# feeding pics!



## leiurus (Jul 12, 2004)

Hi!
Feeding time!
Dom


----------



## leiurus (Jul 12, 2004)

Again... Enjoy


----------



## fusion121 (Jul 12, 2004)

I've never seen my scorpions take 2 crickets at once, its a shame. Also I'd be careful feeding scorpions wild caught moths (if thats what the last picture was of) some species (though the minority) accumualte pyrrolizidine alkaloids from food plants, these are seriously toxic to many types of organsim, and could well adversly affect your scorpion.


----------



## leiurus (Jul 12, 2004)

thanks for the warning. I didn't know that! I'll be careful next time.
Dom


----------



## fusion121 (Jul 12, 2004)

leiurus said:
			
		

> thanks for the warning. I didn't know that!
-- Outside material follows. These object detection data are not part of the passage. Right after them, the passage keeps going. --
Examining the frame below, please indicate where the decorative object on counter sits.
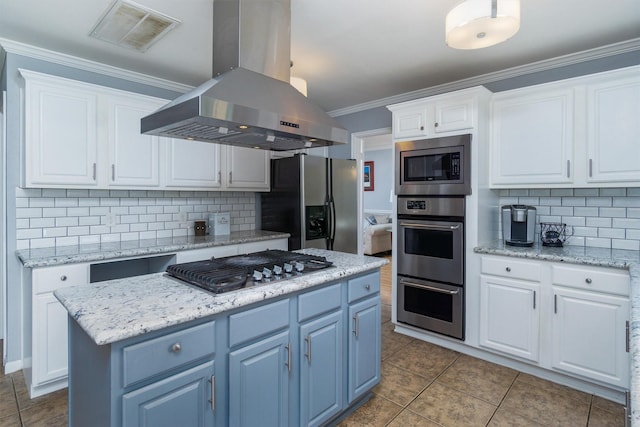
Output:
[193,221,207,236]
[209,212,231,236]
[502,205,536,246]
[540,222,573,247]
[445,0,520,49]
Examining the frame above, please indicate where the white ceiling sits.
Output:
[0,0,640,111]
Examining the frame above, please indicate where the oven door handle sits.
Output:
[400,280,460,295]
[400,222,460,230]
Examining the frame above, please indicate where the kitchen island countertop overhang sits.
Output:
[55,249,388,345]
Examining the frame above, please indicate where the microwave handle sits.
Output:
[400,280,460,295]
[400,222,460,230]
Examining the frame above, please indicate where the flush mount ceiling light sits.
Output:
[89,0,180,52]
[446,0,520,49]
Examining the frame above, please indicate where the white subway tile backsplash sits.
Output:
[611,239,640,251]
[498,188,640,250]
[15,188,255,249]
[600,188,627,197]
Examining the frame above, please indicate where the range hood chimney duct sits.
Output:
[141,0,348,151]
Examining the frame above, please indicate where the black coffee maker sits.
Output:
[502,205,536,246]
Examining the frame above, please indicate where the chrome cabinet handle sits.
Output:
[209,375,216,412]
[285,343,291,372]
[353,314,358,338]
[400,222,460,230]
[304,335,311,363]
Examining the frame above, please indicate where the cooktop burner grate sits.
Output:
[167,250,333,294]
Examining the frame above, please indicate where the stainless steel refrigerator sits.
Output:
[261,154,358,253]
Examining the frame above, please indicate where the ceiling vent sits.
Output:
[90,0,180,52]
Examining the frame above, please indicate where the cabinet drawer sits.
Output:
[551,265,631,296]
[298,283,342,322]
[229,299,289,347]
[348,273,380,303]
[482,257,542,282]
[122,322,215,387]
[32,264,89,294]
I'll be careful next time.
> Dom


I'm probably just doom mongering but its good to know these things.


----------



## pandinus (Jul 12, 2004)

is the first pic eating a dragonfly? how did you even CATCH that? they are really fast!


----------



## PIter (Jul 12, 2004)

pandinus said:
			
		

> is the first pic eating a dragonfly? how did you even CATCH that? they are really fast!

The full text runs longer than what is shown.